Petugas Pemadam Kebakaran Prancis Tewas saat Padamkan Api Dampak Demo Rusuh
"Jangan sampai WNI yang lokasi tempat tinggalnya terdampak kerusuhan kesulitan mendapatkan kebutuhan mereka. Ini juga harus menjadi fokus KBRI dalam menjamin kebutuhan para warga negara kita di sana,” ucap mantan Menko PMK tersebut.
Selain itu, Puan juga meminta Kementerian Luar Negeri (Kemlu) untuk terus memantau situasi di Prancis dan melakukan upaya diplomatik guna memastikan keselamatan dan kesejahteraan WNI.
"Kemlu juga harus melakukan upaya diplomatik ke pemerintah Prancis guna memastikan WNI yang tengah berada di sana memperoleh perlindungan dan terhindar dari bentrokan," tutur Puan.

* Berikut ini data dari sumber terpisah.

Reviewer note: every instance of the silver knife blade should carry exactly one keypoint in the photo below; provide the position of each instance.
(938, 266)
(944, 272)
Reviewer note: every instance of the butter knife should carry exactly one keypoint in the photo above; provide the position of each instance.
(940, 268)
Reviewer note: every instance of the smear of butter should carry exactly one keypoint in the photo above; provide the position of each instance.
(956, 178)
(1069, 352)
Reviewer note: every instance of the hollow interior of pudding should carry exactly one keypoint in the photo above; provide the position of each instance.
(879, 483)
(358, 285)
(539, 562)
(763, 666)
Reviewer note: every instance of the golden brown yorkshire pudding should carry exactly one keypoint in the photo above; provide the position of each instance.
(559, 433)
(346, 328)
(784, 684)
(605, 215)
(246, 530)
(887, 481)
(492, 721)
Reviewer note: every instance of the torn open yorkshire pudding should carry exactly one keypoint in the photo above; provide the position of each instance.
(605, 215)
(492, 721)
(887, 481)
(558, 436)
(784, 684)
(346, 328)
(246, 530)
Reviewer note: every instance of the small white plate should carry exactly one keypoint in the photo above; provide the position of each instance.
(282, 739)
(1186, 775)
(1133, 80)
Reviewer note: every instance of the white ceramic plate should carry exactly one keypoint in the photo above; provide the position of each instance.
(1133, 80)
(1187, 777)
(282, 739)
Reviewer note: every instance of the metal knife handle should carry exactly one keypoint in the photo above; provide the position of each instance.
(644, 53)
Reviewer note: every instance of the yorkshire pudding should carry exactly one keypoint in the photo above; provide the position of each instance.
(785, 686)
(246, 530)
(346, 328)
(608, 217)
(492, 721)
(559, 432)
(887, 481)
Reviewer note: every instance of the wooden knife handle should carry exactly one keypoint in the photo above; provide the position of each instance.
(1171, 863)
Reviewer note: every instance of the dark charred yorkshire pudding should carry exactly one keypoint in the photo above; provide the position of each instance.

Dia meminta pemerintah mempertimbangkan untuk mengeluarkan peringatan bepergian sementara kepada warga Indonesia yang hendak berangkat atau berlibur ke Prancis. Puan mengatakan antisipasi diperlukan demi keselamatan rakyat Indonesia.
“Jika diperlukan dan situasi semakin tidak aman, maka pemerintah perlu mengeluarkan peringatan bepergian bagi WNI untuk sementara waktu sampai kerusuhan di Prancis mereda. Ini bertujuan untuk menjaga keselamatan warga negara kita sendiri," ucapnya.
Kerusuhan di Prancis telah menyebabkan 7 negara mengeluarkan travel advisory dan warning. Ketujuh negara tersebut yaitu Inggris, Amerika Serikat, Arab Saudi, Kanada, Australia, Skotlandia, dan Iran.
Di sisi lain, Puan mengimbau WNI yang berada di Prancis untuk tetap waspada dan menjauhi lokasi bentrokan.
"Saya meminta kepada warga negara kita yang berada di Prancis untuk terus mewaspadai dampak kerusuhan yang meluas. Tetap jaga kemanan, jangan berpergian apabila tidak mendesak. Tunggu situasi di Prancis kondusif," tutur Puan.